Anif earns 12,500 Afghanis (US$225) a month. She started her career carrying out house searches in Kandahar province,
where there are currently 52 policewomen. Now assigned to Kabul's city
gate in Pul-e-Charkhi, Anif and another policewoman search female
passengers coming into the city, often pulling them aside to look
beneath their burqas out of sight from men.
Female
body searches - once a rarity in Afghanistan - have gained prominence
after male insurgents began disguising themselves with burqas. Cultrual
mores dictate that men - including law enforcement officers – cannot
speak to or search females that they are not related to.
In
recent years, the Taliban have exploited this security loophole. In an
attack last summer on a popular tourist resort near Kabul that killed
more than 20 people, militants dressed as women to conceal weapons under
burqas and passed through checkpoints undetected.
Today,
female bodychecks are compulsory in front of every government building
and are carried out by women security officers. Even Afghan Special
Forces commandos - trained by US Special Forces - have incorporated a
female team. Women of the Cultural Support Unit handle, search and
arrest women and children during Special Forces house raids.
Challenges ahead
Despite ongoing female security force recruitment initiatives, hiring women and retaining them has proven a challenge.
Lailamah
Walizadah said she recruited three women in the first week of September
alone, the first time she's done that in her career. She has worked
three years as a police recruiter, first in Takhar province and now in
the northern province of Parwan.
However, Walizadah said it remains extremely difficult to convince women to join law enforcement, especially now that anti-government militants have regained momentum in Parwan.

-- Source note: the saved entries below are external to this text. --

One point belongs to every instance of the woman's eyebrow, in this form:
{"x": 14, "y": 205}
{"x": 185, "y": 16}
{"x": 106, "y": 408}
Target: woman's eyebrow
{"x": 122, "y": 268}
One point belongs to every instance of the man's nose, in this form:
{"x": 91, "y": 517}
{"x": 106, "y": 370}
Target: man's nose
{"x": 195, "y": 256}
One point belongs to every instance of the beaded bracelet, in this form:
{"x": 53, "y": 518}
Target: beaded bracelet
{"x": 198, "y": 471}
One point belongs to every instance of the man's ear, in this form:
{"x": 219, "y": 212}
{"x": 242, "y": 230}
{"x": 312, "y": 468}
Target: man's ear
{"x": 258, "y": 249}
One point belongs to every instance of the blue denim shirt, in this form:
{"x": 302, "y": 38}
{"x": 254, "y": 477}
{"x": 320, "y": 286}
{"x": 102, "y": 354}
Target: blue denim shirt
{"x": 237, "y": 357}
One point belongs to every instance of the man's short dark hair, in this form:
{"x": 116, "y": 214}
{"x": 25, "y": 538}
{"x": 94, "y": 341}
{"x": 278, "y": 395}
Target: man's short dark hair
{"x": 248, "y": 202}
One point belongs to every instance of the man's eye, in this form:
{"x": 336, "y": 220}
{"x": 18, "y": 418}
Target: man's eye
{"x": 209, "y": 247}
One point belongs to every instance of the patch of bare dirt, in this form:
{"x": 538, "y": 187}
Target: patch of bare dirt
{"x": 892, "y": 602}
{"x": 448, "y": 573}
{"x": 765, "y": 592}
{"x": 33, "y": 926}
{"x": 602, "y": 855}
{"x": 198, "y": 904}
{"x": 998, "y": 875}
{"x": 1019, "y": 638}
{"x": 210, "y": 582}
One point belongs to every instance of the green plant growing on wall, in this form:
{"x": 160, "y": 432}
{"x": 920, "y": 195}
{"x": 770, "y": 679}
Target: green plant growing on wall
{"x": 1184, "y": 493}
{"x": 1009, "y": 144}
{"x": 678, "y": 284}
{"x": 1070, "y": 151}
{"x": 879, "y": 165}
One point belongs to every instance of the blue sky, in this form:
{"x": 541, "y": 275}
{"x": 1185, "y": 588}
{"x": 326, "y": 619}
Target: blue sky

"Even when I give them financial incentives to join, they often refuse saying it is too dangerous. They are afraid of reprisals," Walizadah told Al Jazeera over the phone.
She
faces another hurdle - social stigma. Because policewomen work
alongside men, a career as a police officer is not deemed an acceptable
profession by many in Afghan society. As one of nine policewomen in the
provincial capital Charikar, Walizadah insisted that women would "change
their minds if they tried it," but some of their relatives disapprove
of policing.
The
police force remains a dangerous place for women internally as well.
Reports of abuse against female officers by male colleagues have
surfaced, and the Afghan Independent Human Rights Commission has accused
the Afghan National Police of not doing enough to protect its female
staff.
Asked about it, Anif says she has never had any such problems.
"The men in my unit are so young that they are like my sons," she said, in front of her commander. "Our responsibilities are distinct and we use separate facilities."
Anif
said proof that there wasn't a problem with male harassment and
bullying against female officers is found in the number of women with
husbands now seeking employment with Afghan security forces.
"More married women are joining, and they should not be afraid to do so," Anif said.